But when we talk about this plague that will ensure this generation will die younger than their parents, we always wag our fingers at the "poor choices" fat people are making. It's a way of blaming the victim, not addressing the issue and not offending business. It's a well-worn creed spouted often and rarely thought about. And we're still fat.
Two percent of the population and it's a personal responsibility issue. Seventy percent and it's a little more complicated.
Here's the thing: if you're a capitalist -- think it's the only thing that can drive our economy, spur innovation and create "all that's good in the world" (or in the case of BP all that's gooed in the world), if that's what you think makes America "American" -- then obesity is great.
If capitalism is a virtue, fat people are saintly. The obese are good consumers. They've clearly done what they're supposed to do - consume.
Food companies have done a great job with their tenets of capitalism making their products so irresistible - we don't resist them.
So stop blaming fat people for doing what companies have urged them to do. That's like stalking someone for decades and then calling the cops once they agree to go out with you.

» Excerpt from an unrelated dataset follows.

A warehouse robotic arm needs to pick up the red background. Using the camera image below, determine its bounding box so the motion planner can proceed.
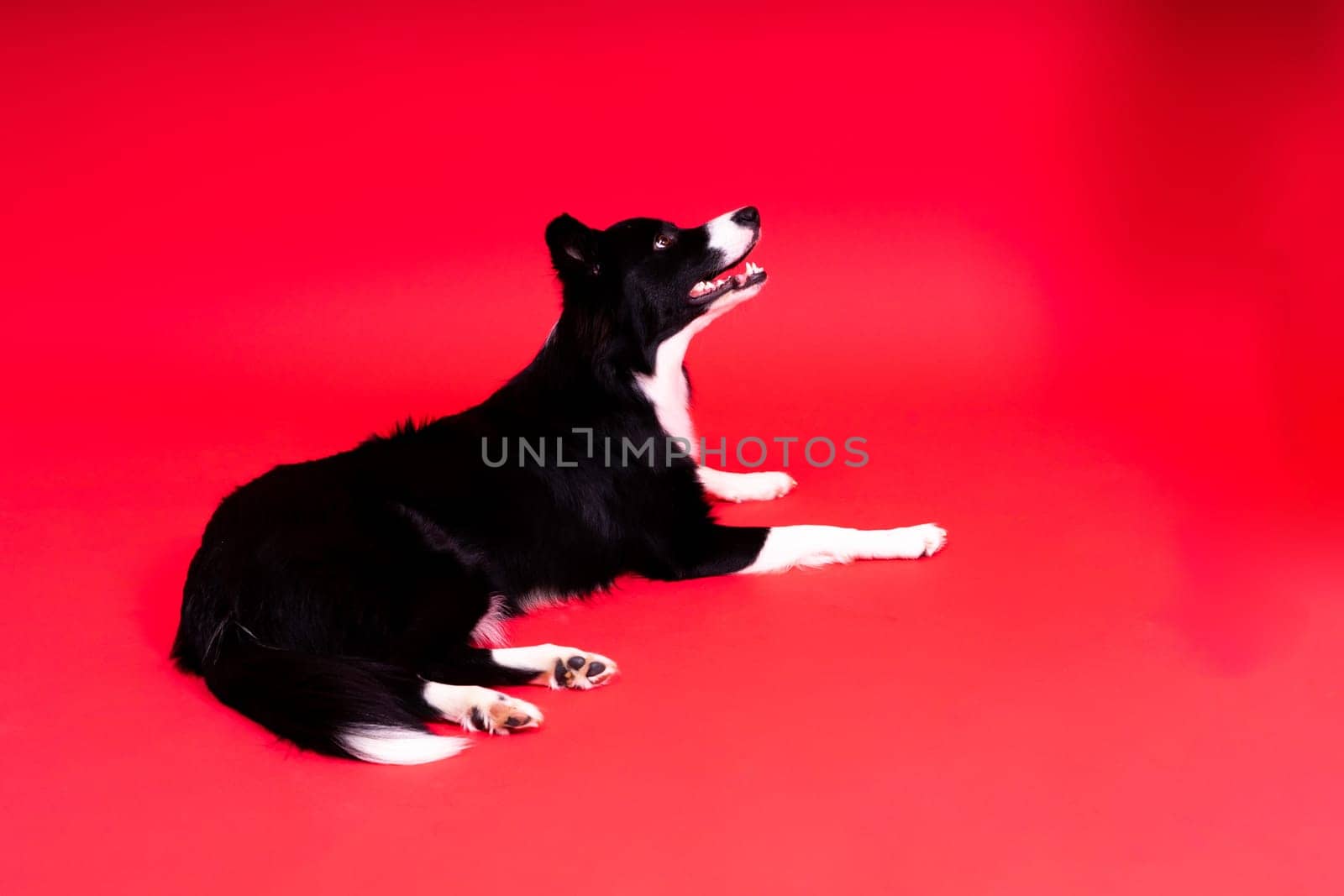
[0,3,1344,893]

This week marks the end to the ninth season of the NBC's "The Biggest Loser," where overweight contestants battle it out to drop pounds. As a middle-of-the-pack runner, I got into the show because I enjoy watching people who are bad at sports do them on national television. Most sports broadcasts have elite athletes showing off their greatness. Who cares. Where do us average, picked-last-in-P.E. schlubs go to see ourselves represented on TV? "The Biggest Loser." It takes the egalitarian nature of reality shows and then levels the playing field.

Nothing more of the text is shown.